Читайте книги онлайн на Bookidrom.ru! Бесплатные книги в одном клике

Читать онлайн «"Люди, годы, жизнь" Книга I». Страница 34

Автор И. Эренбург

Внешность посетителей также должна была удивлять несведущих. Никто, например, не может достоверно описать, как был одет Модильяни; в хорошие периоды на нем была куртка из светлого бархата, на шее красный фуляр; когда же он долго пил, нищенствовал, хворал, он был обмотан в яркое тряпье. Японский художник Фужита прогуливался в домотканом кимоно. Диего Ривера потрясал лепной мексиканской палкой. Его подруга, художница Маревна (Воробьева-Стебельская), любила пестро одеваться, голос у нее был громкий, пронзительный. Поэт Макс Жакоб жил на другом конце Парижа - на Монмартре; он приходил днем в вечернем костюме, блистала белоснежная манишка; в глазу всегда был монокль. Индеец с перьями на голове показывал всем свои настели. Негритянка Айша, откидывая назад большую голову, покрытую черно-синими жесткими кудряшками, бурно хохотала, в полумраке сверкали ее зубы. Скульптор Цадкин появлялся в рабочей спецовке, его сопровождал огромный датский дог, славившийся крутым нравом. Натурщица Марго по привычке раздевалась; однажды она мне сказала, что ее мечта - стать королевой; я удивился, она объяснила: «Дурачок! Ведь королеву каждому хочется изнасиловать…» Неизменно в самом темном углу сидели Кремень и Сутин. У Сутина был вид перепуганный и сонный; казалось, его только что разбудили, он не успел помыться, побриться; у него были глаза затравленного зверя, может быть, от голода. Никто на него не обращал внимания. Можно ли было себе представить, что о работах этого тщедушного подростка, уроженца белорусского местечка Смиловичи, будут мечтать музеи всего мира?..

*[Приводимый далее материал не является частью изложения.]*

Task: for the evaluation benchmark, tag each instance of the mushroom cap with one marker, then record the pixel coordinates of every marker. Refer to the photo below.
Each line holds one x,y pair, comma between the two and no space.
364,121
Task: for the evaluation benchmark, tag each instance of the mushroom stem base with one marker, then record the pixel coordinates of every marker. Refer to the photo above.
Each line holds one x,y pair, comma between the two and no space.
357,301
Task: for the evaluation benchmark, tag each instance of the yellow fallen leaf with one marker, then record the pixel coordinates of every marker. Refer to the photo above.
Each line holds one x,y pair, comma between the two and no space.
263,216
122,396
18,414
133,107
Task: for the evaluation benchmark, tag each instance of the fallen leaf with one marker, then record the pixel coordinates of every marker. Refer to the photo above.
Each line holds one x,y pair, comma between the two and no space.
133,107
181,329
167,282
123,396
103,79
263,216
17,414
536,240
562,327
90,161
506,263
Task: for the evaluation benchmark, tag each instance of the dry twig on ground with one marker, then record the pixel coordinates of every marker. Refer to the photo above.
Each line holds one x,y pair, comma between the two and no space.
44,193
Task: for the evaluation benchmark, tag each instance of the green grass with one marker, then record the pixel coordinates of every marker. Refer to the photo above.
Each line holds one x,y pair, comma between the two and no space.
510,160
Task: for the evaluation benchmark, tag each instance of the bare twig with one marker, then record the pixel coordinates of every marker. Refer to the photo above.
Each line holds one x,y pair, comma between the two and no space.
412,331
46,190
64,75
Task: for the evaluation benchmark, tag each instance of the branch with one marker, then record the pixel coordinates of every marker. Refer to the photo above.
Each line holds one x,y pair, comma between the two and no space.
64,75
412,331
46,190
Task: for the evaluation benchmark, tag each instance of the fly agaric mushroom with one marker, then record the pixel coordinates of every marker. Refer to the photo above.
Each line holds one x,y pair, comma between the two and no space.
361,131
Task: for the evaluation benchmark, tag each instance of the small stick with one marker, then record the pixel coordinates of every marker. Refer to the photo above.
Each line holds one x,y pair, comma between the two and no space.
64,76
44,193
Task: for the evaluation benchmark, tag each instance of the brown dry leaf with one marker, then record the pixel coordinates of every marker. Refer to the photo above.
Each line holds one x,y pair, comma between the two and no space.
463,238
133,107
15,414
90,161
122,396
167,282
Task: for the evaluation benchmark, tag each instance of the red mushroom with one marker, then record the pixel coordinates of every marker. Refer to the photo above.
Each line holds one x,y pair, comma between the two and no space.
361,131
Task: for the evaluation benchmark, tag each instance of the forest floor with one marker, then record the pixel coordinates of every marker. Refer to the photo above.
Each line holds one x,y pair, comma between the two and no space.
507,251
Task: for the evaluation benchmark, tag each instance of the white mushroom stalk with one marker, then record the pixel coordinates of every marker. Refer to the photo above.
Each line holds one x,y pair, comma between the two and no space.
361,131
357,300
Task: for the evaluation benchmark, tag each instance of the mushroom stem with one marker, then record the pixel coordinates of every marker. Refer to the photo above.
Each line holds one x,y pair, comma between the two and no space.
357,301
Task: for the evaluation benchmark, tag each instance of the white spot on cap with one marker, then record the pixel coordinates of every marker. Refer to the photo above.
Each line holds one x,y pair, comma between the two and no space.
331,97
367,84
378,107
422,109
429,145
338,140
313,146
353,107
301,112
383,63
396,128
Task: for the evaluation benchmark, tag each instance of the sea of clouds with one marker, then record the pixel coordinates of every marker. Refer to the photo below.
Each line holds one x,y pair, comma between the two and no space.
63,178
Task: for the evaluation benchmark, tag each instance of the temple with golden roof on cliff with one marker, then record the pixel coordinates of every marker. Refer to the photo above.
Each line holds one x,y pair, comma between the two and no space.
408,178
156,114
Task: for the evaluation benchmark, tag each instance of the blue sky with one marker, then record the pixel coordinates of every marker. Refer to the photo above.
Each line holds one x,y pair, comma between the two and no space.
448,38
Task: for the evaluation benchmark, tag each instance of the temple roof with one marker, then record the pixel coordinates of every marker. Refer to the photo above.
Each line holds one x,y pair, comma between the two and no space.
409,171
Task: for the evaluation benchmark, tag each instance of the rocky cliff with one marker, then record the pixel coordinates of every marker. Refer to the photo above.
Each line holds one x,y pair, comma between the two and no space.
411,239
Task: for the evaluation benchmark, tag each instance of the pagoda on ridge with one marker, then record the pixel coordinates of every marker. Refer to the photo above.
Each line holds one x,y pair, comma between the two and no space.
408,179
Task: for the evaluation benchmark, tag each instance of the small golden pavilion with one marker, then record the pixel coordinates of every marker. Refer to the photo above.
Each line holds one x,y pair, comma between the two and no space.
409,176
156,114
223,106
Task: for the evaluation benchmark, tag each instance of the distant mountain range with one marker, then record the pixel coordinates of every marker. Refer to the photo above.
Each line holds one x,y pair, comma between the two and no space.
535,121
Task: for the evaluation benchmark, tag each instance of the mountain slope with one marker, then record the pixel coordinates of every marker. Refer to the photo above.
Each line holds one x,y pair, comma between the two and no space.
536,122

Помню, как Давид Петрович Штеренберг привел в «Ротонду» А. В. Луначарского. Я сидел с ними за одним столиком. Луначарский хвалил рисунки Стейнлена, говорил, что Франц Штук - художник упадочный, но интересный. Я не соглашался, Стейнлен мне казался незначительным, а Штук - дурным и безвкусным декадентом, но мне было с Анатолием Васильевичем уютно: я почувствовал себя в Москве. Когда он ушел, Либион сказал мне: «Я не думал, что у тебя есть порядочные знакомства. Этот господин - твой земляк? Он может тебе помочь стать на ноги…»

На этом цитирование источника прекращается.